Quote:
Originally Posted by David Bailey Even if your view of reality turns out to be correct, you absolutely need people like Radin, Sheldrake, and Alex pushing forward awkward data. |
I do agree with that. Well, if I didn't at least agree that fring scientists play a role in the dynamics of scientific inquiry (even when they are wrong), I wouldn't be listening to skeptiko...
By the way, about the interview, once again Alex tricked the skeptic. I mean, Alex, could you please tell those guys beforehand that you're a pro-Ψ and that you think that Sheldrake's dog experiments are proof that Ψ do exist?
And not coming to that while you're talking to them during the interview, and so taking them of-guard?
(Well, thanks to you I now know that if I agree for an interview I MUST listen before to at least a few previous episode just to know where the host stands... In that regard, listening to Skeptiko has been a learning experience.)
Especially here, you're doing that again, and on top of that, you give to the guy a paper to read for the next week, but when he's criticising the paper you gave him, then you switch to other papers. Come on. That's just not fair play. Tell him:
"I expect you for next week to know by heart every single papers Sheldrake published on that or I will say that you're a close-minded skeptics".
Thanks in advance.
By the way, that beg the question: why didn't you give him the best experiment Sheldrake did, the one without any flaws? Oh, yeah, I know, all the researchs are just so messy. He didn't control everything in any single experiment. He just control one thing in one experiment, and then an other thing in another one, and so on. Make sense.
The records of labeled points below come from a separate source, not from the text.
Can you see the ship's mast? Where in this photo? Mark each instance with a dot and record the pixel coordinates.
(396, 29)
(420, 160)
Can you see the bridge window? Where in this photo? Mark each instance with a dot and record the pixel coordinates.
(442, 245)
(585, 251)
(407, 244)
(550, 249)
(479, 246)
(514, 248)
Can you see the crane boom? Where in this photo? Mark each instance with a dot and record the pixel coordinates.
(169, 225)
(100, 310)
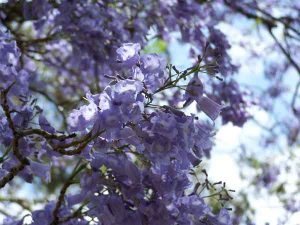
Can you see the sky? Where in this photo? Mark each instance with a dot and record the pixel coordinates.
(224, 163)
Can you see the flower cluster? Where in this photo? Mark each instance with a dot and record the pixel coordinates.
(137, 158)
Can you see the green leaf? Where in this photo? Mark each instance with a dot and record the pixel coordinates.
(156, 46)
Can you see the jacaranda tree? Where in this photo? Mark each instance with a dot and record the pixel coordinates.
(104, 129)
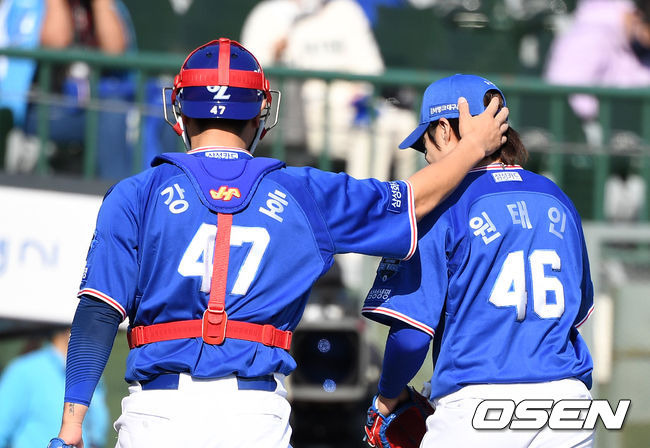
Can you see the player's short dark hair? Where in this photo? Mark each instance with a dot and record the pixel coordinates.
(512, 152)
(225, 124)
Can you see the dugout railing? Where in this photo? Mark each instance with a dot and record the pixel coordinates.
(540, 111)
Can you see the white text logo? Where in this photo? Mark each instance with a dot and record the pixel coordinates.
(535, 414)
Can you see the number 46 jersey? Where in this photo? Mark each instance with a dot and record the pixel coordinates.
(500, 279)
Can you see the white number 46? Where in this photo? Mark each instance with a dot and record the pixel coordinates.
(510, 286)
(197, 259)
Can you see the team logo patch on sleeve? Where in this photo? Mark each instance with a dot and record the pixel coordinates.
(388, 267)
(507, 176)
(398, 196)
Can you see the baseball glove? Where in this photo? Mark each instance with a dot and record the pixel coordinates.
(403, 428)
(58, 443)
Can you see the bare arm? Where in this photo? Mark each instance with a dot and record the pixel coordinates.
(109, 28)
(73, 416)
(57, 29)
(480, 136)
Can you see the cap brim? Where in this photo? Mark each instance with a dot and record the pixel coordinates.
(414, 140)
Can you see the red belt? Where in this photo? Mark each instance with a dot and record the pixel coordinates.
(212, 332)
(215, 326)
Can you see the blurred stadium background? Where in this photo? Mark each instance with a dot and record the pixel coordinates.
(48, 212)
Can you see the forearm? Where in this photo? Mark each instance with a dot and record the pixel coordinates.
(73, 417)
(94, 328)
(432, 184)
(57, 28)
(109, 28)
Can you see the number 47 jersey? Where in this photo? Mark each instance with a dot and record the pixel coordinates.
(500, 279)
(152, 253)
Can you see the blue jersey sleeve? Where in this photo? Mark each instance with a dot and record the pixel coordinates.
(112, 263)
(413, 292)
(587, 288)
(364, 216)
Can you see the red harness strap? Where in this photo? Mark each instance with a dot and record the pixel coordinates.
(215, 326)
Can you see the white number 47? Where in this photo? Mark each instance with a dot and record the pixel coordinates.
(510, 286)
(197, 259)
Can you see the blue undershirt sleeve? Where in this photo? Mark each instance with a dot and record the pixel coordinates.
(94, 328)
(406, 349)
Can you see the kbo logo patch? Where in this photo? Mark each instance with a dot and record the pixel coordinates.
(225, 193)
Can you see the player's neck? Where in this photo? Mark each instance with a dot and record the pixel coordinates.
(488, 161)
(217, 137)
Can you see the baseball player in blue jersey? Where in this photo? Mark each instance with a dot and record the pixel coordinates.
(211, 256)
(500, 282)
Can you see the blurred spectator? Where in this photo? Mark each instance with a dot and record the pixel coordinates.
(606, 44)
(31, 388)
(363, 133)
(335, 35)
(103, 25)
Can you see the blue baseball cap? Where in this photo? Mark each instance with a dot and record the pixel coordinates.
(440, 100)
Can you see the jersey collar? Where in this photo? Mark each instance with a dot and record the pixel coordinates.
(222, 153)
(495, 166)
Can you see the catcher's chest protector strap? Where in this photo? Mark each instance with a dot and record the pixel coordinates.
(215, 327)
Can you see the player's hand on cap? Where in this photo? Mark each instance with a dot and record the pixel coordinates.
(59, 443)
(486, 129)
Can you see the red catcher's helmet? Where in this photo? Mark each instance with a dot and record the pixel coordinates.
(221, 79)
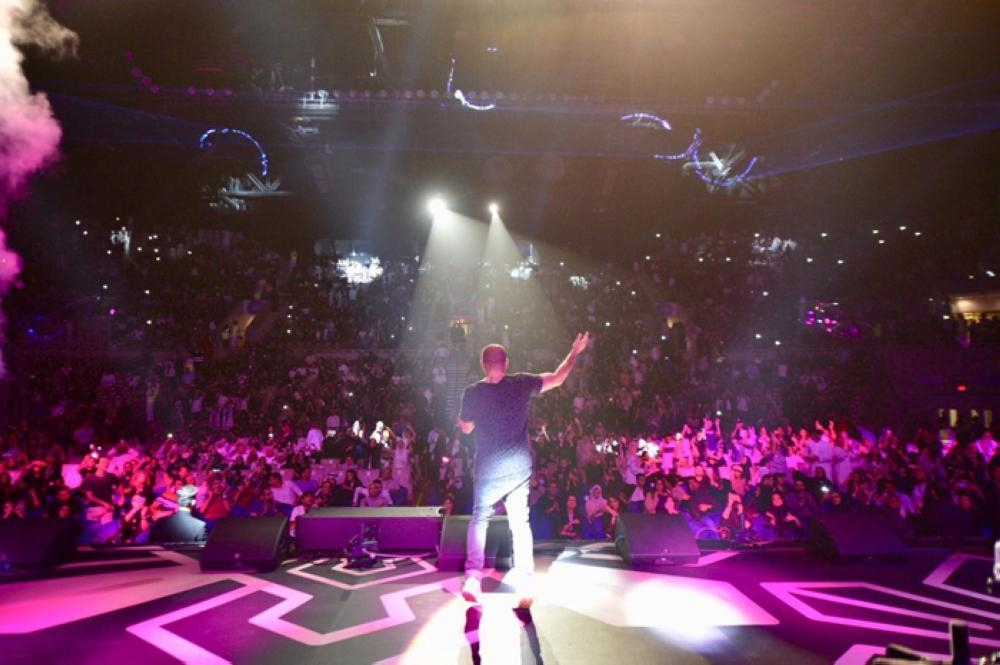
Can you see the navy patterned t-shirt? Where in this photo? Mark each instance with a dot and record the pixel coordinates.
(500, 412)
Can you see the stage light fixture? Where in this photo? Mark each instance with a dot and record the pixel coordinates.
(436, 205)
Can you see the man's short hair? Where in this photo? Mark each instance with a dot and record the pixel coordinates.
(494, 355)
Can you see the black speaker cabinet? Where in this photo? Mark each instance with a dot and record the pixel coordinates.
(854, 535)
(499, 545)
(245, 543)
(652, 540)
(30, 547)
(398, 528)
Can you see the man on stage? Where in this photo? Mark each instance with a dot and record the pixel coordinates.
(497, 409)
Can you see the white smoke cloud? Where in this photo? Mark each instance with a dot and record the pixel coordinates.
(29, 133)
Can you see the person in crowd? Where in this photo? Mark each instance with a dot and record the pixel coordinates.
(595, 508)
(571, 518)
(373, 496)
(306, 503)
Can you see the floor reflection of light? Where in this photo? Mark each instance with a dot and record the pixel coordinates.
(634, 598)
(443, 638)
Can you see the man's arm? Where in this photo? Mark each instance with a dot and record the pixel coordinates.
(555, 379)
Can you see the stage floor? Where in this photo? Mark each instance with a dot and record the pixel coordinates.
(154, 606)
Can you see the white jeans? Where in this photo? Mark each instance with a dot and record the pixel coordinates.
(516, 503)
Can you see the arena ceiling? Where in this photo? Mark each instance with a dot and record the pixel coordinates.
(854, 108)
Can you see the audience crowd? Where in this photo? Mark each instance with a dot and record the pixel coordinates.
(700, 396)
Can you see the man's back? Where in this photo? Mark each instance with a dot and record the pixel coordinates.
(500, 412)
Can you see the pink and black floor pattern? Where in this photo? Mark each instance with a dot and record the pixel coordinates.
(153, 606)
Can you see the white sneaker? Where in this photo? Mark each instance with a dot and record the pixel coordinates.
(472, 589)
(525, 592)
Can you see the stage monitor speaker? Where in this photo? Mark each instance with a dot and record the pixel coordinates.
(245, 543)
(850, 535)
(499, 546)
(397, 528)
(33, 546)
(653, 540)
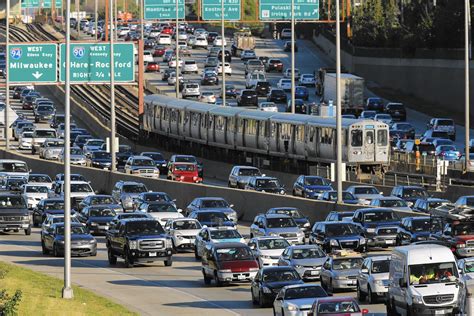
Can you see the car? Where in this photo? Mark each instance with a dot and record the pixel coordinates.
(293, 299)
(409, 193)
(332, 306)
(419, 228)
(248, 54)
(311, 186)
(268, 249)
(267, 107)
(392, 202)
(82, 243)
(216, 234)
(277, 225)
(228, 263)
(337, 235)
(396, 110)
(277, 96)
(340, 272)
(212, 218)
(161, 210)
(183, 232)
(269, 281)
(293, 212)
(125, 191)
(306, 259)
(212, 204)
(347, 197)
(33, 193)
(365, 193)
(139, 240)
(97, 218)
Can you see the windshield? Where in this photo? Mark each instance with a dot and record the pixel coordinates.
(102, 212)
(75, 230)
(393, 203)
(308, 253)
(160, 208)
(279, 276)
(432, 273)
(12, 202)
(273, 244)
(366, 190)
(80, 187)
(134, 188)
(249, 172)
(381, 266)
(304, 292)
(345, 264)
(183, 225)
(144, 228)
(338, 307)
(341, 230)
(234, 253)
(281, 222)
(225, 234)
(379, 217)
(36, 189)
(214, 204)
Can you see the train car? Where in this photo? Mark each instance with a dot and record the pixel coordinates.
(365, 145)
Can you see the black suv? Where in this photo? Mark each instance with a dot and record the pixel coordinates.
(139, 240)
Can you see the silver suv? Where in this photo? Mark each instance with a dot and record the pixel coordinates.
(126, 191)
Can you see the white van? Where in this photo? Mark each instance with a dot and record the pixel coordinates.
(424, 280)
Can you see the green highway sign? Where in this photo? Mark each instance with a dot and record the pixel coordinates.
(281, 9)
(32, 63)
(163, 9)
(90, 62)
(211, 10)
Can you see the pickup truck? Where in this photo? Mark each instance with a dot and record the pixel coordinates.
(14, 214)
(139, 240)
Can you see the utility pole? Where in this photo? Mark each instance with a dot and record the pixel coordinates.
(223, 53)
(338, 106)
(67, 292)
(112, 91)
(293, 56)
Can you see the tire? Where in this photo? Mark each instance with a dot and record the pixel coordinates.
(112, 258)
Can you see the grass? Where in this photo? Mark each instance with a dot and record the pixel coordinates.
(41, 295)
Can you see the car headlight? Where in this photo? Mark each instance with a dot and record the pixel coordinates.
(266, 290)
(133, 244)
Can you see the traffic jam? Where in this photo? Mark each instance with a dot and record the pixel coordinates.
(406, 249)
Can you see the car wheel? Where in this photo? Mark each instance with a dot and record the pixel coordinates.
(112, 258)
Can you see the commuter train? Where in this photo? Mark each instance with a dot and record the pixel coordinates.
(295, 136)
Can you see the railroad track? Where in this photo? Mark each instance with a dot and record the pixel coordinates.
(95, 96)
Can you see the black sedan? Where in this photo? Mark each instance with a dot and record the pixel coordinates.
(269, 281)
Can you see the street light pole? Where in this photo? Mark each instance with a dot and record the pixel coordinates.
(112, 91)
(338, 106)
(293, 56)
(67, 292)
(223, 53)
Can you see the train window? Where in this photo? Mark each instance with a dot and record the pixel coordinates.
(382, 137)
(356, 136)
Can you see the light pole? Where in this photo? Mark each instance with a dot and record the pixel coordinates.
(67, 292)
(293, 107)
(338, 106)
(467, 28)
(112, 91)
(223, 53)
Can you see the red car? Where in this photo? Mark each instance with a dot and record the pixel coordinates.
(152, 67)
(184, 172)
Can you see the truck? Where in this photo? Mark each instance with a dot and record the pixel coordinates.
(352, 92)
(241, 42)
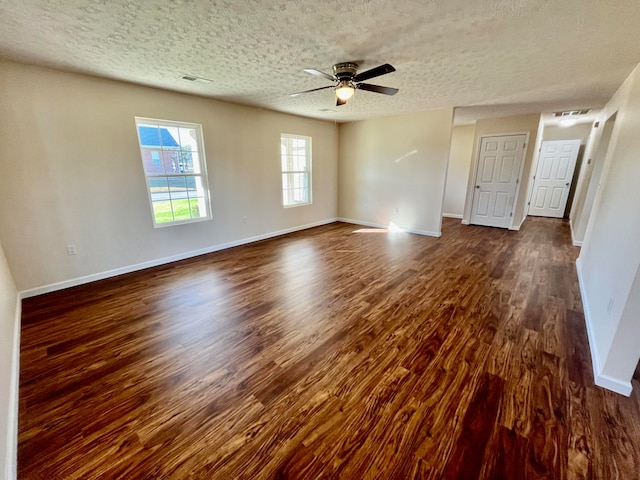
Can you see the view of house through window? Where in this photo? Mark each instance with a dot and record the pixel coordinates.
(174, 167)
(295, 153)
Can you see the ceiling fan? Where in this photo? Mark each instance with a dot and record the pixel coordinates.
(347, 80)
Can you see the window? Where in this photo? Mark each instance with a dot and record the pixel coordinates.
(175, 171)
(295, 153)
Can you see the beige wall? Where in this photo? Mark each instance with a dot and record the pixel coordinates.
(462, 138)
(393, 170)
(610, 256)
(580, 131)
(72, 174)
(9, 314)
(504, 125)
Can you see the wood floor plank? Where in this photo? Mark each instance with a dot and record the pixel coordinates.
(335, 352)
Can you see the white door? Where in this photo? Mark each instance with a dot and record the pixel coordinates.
(552, 182)
(497, 175)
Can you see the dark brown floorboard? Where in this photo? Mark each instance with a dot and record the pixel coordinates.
(328, 353)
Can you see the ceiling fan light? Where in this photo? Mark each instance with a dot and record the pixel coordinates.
(344, 90)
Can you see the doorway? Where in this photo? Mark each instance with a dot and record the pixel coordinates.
(500, 161)
(554, 174)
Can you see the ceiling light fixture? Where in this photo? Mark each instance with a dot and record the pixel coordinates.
(344, 90)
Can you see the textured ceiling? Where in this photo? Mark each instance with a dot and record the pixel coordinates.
(487, 57)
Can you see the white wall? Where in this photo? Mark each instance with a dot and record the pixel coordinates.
(589, 180)
(460, 156)
(72, 174)
(393, 169)
(610, 256)
(9, 357)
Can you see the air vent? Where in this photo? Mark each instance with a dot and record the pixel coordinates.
(193, 78)
(571, 113)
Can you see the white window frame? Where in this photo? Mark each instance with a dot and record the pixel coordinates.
(203, 197)
(288, 190)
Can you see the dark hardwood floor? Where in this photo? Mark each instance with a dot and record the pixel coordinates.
(328, 353)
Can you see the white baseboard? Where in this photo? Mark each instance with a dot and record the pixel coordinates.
(517, 227)
(11, 467)
(162, 261)
(576, 243)
(378, 225)
(602, 380)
Come on. If you really think that what Sheldrake did is perfect, please send to your guest the best experiment, without any flaws (according to you).
Also, about giving cues to the dogs, did Sheldrake ever do an experiment (a) without only an owner (and nobody else in the house at that period), (b) controlling for the clothes (simple: that person has to put the same clothes every time he/she goes out, and can't take anything with he/she - no bag, no umbrella, and so on, (b) true randomization (the owner could come back at any time, even during the night...) a lot of time?
Well, we know he didn't.
You're claiming that Sheldrake protocole prevents the other people to know at what time the owner is coming back, but as it was pointed out in this interview, it's not because Sheldrake says that he controlled that that it was really the case.
The best way to deal with that issue is to have nobody else in the house. You need an owner who is living alone.